80 % du PIB : la dette, nouvelle constante budgétaire de la Tunisie
Entre 2011 et 2025, le paysage économique tunisien a subi des réformes discrètes mais structurelles, sous l’effet d’une cascade de chocs exogènes ayant profondément remodelé les grands équilibres budgétaires. Derrière cette recomposition silencieuse émerge une interrogation centrale : la spirale de l’endettement relève-t-elle d’une simple mécanique anticyclique ou traduit-elle une transformation irréversible de la fonction « État-emprunteur » ?
Un budget transformé en amortisseur social, au prix du déséquilibre
Confrontée à une triple perturbation, crise sanitaire, envolée des prix des hydrocarbures, incertitudes géopolitiques, la Tunisie a mobilisé son levier budgétaire comme un filet de protection sociale. Ce réflexe keynésien a certes évité l’asphyxie immédiate des ménages et du tissu entrepreneurial, mais il a également creusé les déficits jumeaux. L’arithmétique est implacable : le ratio d’endettement public, déjà élevé, s’est alourdi, passant de 77,9 % du PIB en 2020 à un seuil projeté de 80,5 % à l’horizon 2025. Une dynamique qui traduit la dépendance croissante de l’appareil d’État à l’égard de la ressource empruntée pour assurer sa simple reproduction.
Le tournant du « made in Tunisia » financier : endettement domestique et substitution de ressources
Plus encore que le volume, c’est la structure même de la dette qui a subi une métamorphose. En une décennie, la Tunisie a procédé à un rééquilibrage drastique de ses canaux de financement. La part des créances internes, qui plafonnait à 35,79 % en 2011, s’élevait à 47,58 % dix ans plus tard, avant d’atteindre un pic de 78,1 % à l’horizon 2025.

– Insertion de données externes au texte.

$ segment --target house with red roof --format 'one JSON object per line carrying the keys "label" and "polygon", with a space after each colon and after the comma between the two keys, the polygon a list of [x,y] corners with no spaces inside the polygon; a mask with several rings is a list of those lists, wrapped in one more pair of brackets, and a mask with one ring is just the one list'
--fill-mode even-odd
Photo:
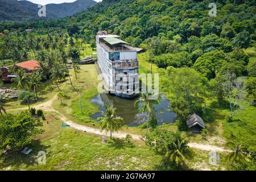
{"label": "house with red roof", "polygon": [[[28,60],[19,63],[14,65],[24,70],[25,73],[31,73],[38,70],[40,68],[39,63],[35,60]],[[12,75],[9,71],[9,67],[1,68],[2,80],[3,82],[10,82],[12,78],[16,77],[15,74]]]}

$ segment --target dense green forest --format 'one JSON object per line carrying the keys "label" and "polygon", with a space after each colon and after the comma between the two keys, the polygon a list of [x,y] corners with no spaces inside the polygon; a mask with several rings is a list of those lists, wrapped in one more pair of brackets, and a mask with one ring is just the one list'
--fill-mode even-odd
{"label": "dense green forest", "polygon": [[28,1],[0,0],[0,22],[64,18],[81,13],[96,5],[93,0],[79,0],[73,3],[48,4],[46,17],[39,17],[38,5]]}

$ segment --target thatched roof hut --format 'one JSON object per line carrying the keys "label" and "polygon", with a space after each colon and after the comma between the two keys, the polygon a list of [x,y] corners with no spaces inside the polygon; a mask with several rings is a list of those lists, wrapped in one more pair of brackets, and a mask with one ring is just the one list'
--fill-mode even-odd
{"label": "thatched roof hut", "polygon": [[205,128],[203,119],[196,113],[192,113],[188,116],[187,125],[192,131],[200,132]]}

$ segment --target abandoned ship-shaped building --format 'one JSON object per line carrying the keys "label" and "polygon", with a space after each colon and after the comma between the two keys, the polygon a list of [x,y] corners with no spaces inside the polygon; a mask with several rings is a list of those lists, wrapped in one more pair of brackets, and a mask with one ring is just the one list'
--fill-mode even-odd
{"label": "abandoned ship-shaped building", "polygon": [[97,67],[104,88],[122,98],[139,91],[137,51],[118,35],[100,31],[96,36]]}

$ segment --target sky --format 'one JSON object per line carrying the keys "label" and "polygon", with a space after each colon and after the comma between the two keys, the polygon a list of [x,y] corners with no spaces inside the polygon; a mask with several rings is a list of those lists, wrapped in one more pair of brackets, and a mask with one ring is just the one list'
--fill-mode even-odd
{"label": "sky", "polygon": [[[63,2],[73,2],[74,1],[76,1],[76,0],[28,0],[28,1],[32,2],[34,3],[45,5],[49,3],[59,4],[62,3]],[[101,0],[94,0],[94,1],[96,2],[101,1]]]}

Ce repli vers le compartiment domestique ne relève pas d’un choix souverain délibéré, mais d’une contrainte de liquidité. L’enlisement des négociations avec le FMI, l’altération du risque-pays sur les places financières internationales et la cherté prohibitive des ressources extérieures ont contraint le Trésor à capter l’épargne locale. Une stratégie à double détente : elle préserve les réserves de change en évitant un service de la dette libellé en devises et offre un débouché rémunérateur à un marché financier domestique en quête de signatures souveraines.
Crédit au secteur privé : une progression sous perfusion et sous contrainte
Ce recentrage de l’État sur la sphère bancaire locale n’est pas sans incidence sur l’allocation des ressources vers l’économie réelle. Entre 2020 et 2024, l’encours global des concours bancaires à l’économie professions non financières et particuliers est passé de 98,8 à 118,6 milliards de dinars. En apparence, une progression soutenue. Mais en réalité, cette masse cache une rigidité structurelle : la répartition entre crédits aux entreprises et prêts aux ménages demeure stable, révélant la prudence des établissements financiers face à des risques de contrepartie et à une solvabilité sous tension.
Ce nouveau paradigme un État se refinançant massivement auprès du système bancaire, tandis que ce dernier rationne timidement ses engagements privés dessine les contours d’une économie où la puissance publique, devenue premier client du secteur financier, agit aussi, de fait, comme son principal concurrent.